No se llevó nada de la casa cuando se marchó. No había nada allí que quisiera. Cuando miró hacia atrás a Marita, tan envuelta totalmente en su propia amargura por haber abandonado a su hijo, intentó esconder lo que les había pasado a sus hijos, costaba creer que hubiera sucedido.
Berin salió al exterior, sacando con un parpadeo las últimas lágrimas que le quedaban. Cuando el brillo del sol le golpeó se dio cuenta de que no tenía ni idea de lo que iba a hacer a continuación. ¿Qué podía hacer? No podía ayudar a su hijo mayor, ya no, mientras los otros podían estar en cualquier sitio.
“No importa”, se dijo Berin a sí mismo. Sentía que la determinación dentro de él se convertía en algo parecido al hierro con el que trabajaba. “Esto no me detendrá”.
Quizás alguien por allí cerca había visto hacia donde habían ido. Seguro que alguien sabría dónde estaba el ejército y Berin sabía como cualquiera que un hombre que fabricaba espadas podría encontrar siempre un modo de acercarse al ejército.
Y en cuanto a Ceres…algo habría.
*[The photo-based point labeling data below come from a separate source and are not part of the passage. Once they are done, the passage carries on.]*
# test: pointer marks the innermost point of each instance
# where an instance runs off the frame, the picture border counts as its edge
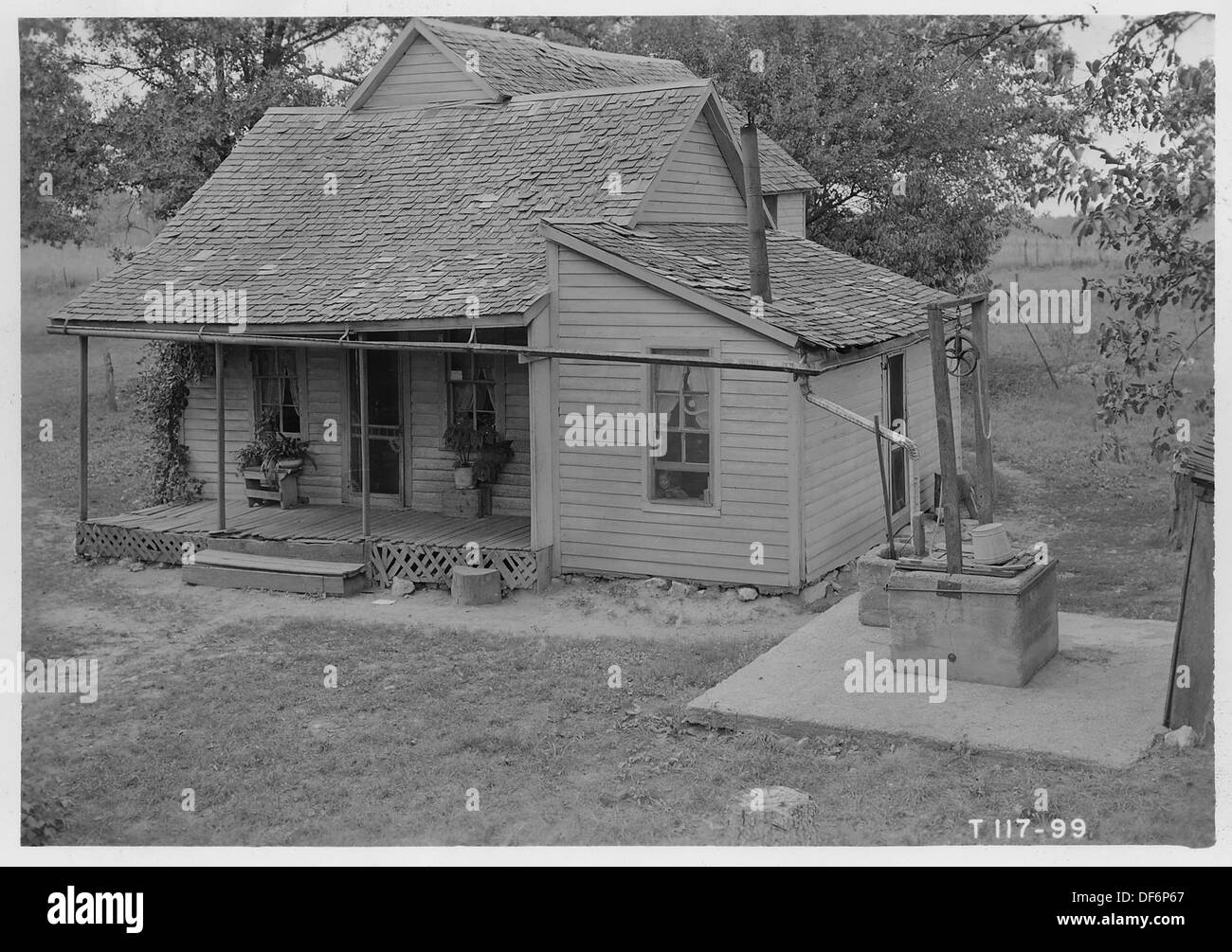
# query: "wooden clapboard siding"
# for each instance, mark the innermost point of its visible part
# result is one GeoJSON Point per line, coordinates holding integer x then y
{"type": "Point", "coordinates": [605, 524]}
{"type": "Point", "coordinates": [325, 382]}
{"type": "Point", "coordinates": [423, 75]}
{"type": "Point", "coordinates": [791, 213]}
{"type": "Point", "coordinates": [697, 185]}
{"type": "Point", "coordinates": [842, 487]}
{"type": "Point", "coordinates": [200, 423]}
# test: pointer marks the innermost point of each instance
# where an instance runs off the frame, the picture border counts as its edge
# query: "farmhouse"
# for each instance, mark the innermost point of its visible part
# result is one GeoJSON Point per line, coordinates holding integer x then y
{"type": "Point", "coordinates": [512, 234]}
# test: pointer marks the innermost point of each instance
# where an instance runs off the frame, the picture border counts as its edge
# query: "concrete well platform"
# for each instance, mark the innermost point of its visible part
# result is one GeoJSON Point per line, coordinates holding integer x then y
{"type": "Point", "coordinates": [1097, 701]}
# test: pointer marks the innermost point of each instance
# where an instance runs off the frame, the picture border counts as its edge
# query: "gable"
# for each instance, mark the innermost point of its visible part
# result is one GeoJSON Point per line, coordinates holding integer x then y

Tenía que estar en algún lugar. Porque la alternativa era impensable.
Berin echó un vistazo al campo que rodeaba su casa. Ceres estaba por allí en algún lugar. Igual que Sartes. Las siguientes palabras las dijo en voz alta, porque hacerlo parecía convertirlo en una promesa, para sí mismo, para el mundo, para sus hijos.
“Os encontraré a los dos”, juró. “Cueste lo que cueste”.
CAPÍTULO CUATRO
Sartes corría entre las tiendas del campamento del ejército, respirando con dificultad, agarrando el pergamino en su mano y secándose el sudor de los ojos, sabiendo que si no llegaba pronto a la tienda de su comandante, lo azotarían. Se agachaba y zigzagueaba lo mejor que podía, a sabiendas de que su tiempo se estaba agotando. Ya lo habían detenido demasiadas veces.
Sartes ya tenía marcas de quemadura en sus espinillas de las veces que se había equivocado, su escozor era uno más entre muchos ahora. Parpadeaba, desesperado, mientras echaba un vistazo al campamento del ejército, intentando adivinar la dirección correcta para correr entre el interminable entramado de tiendas. Había letreros y estandartes que señalaban el camino, pero él todavía estaba intentando aprenderse los dibujos.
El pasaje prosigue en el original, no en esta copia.